Chinese employers are notorious for overworking their maids. There are several cases a week where maids fall to their deaths from high-rises in the city – not because they were pushed, but because they were cleaning the outsides of windows, leaning precariously out to reach the corners, when already exhausted by all their other duties. Among maids, working for American or European employers is known to be the best option, in terms of workload.
It is illegal to beat a maid in Singapore, and the frequency with which maids are beaten shows in the fact that they had to pass a law to make it illegal. While I was there a police commissioner was found guilty of beating his maid, because (he claimed) she was stupid. He was jailed, and rightly so, but he was one of the few caught and brought to book.
Maids are trained by the brokerage agencies to please their employers by doing whatever they are told. Yet, of course, if you’re asking someone to run your household, watch your children, care for your elderly, you need someone who will use her best judgment. Being a maid militates against exercising judgment – any initiative in any direction is likely to offend the employer. So if the six-year-old demands a pencil from you so she can do her homework, you go get the kid a pencil. One of my friends found her children growing so lazy and demanding that she got rid of the maid – that way the kids at least had to fetch their own pencils.
And finally, maids have to deal with their own families back home. Those cell phones are in constant use, keeping in touch with maids’ own children or husbands, or with parents. Generally this is a good thing, right, to console the maid for being so far away from her loved ones. But it can also be poisonous – the people at home, unemployed, gambling and drinking, can demand more and more money from their industrious daughter/sister, guilting her into handing them her entire paycheck without any provision for her own future security.
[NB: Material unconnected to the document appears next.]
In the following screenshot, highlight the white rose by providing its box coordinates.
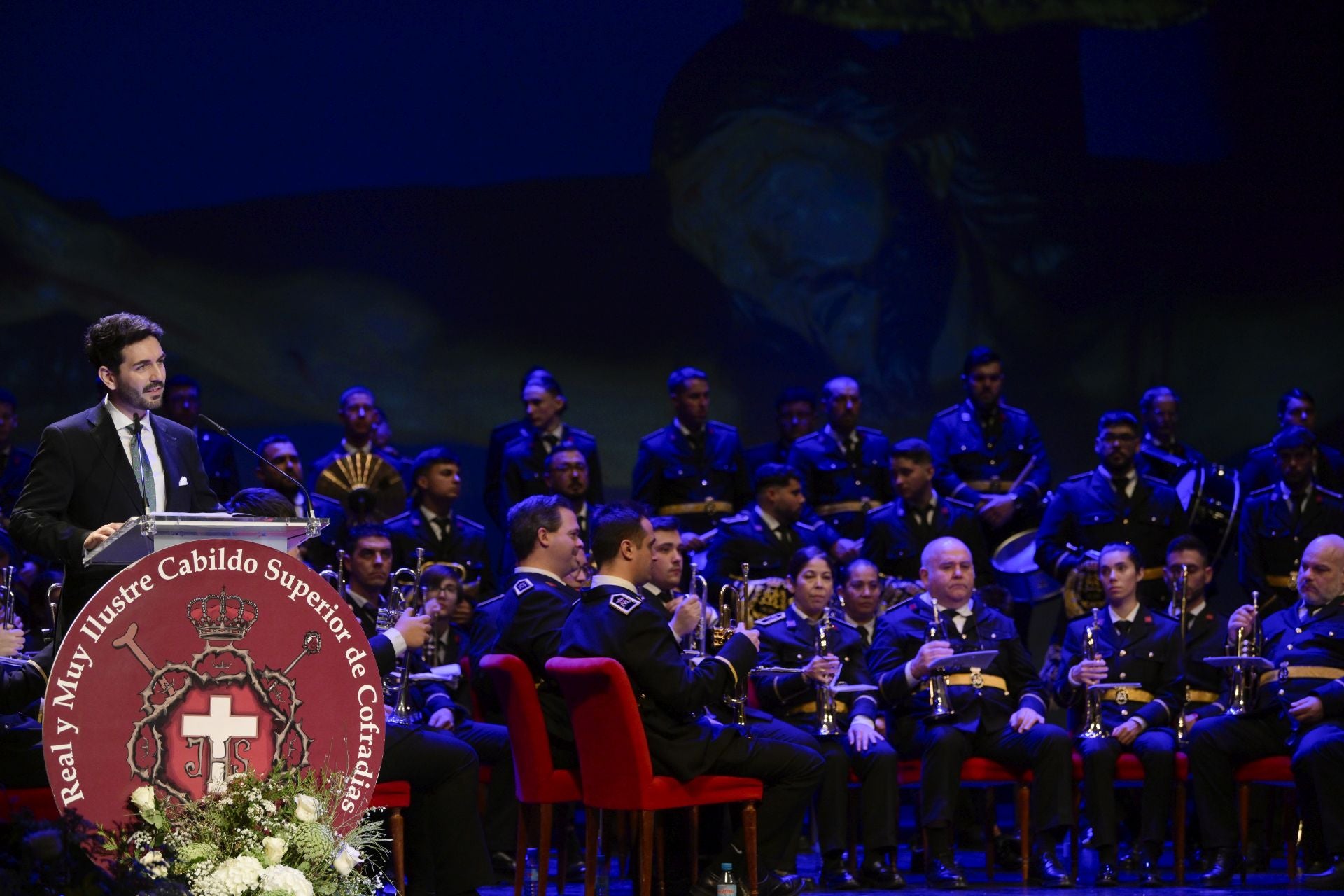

So what am I, the maid? What is the maid in Singapore, or anywhere? Trusted family member? Charity case? Spy? Slave? Thief? This question is at the heart of the incessant nattering in Singapore – and any place where hiring domestic help is part of the culture – about the servant problem, the maid problem, the unreliabilty of foreign workers, etc. etc. etc. I found these conversations interesting at first, then tedious to listen to, because there is no answer, and the maid never gets to participate. What is the maid? This question so puzzled me that I couldn’t stomach hiring one and did my own damn work.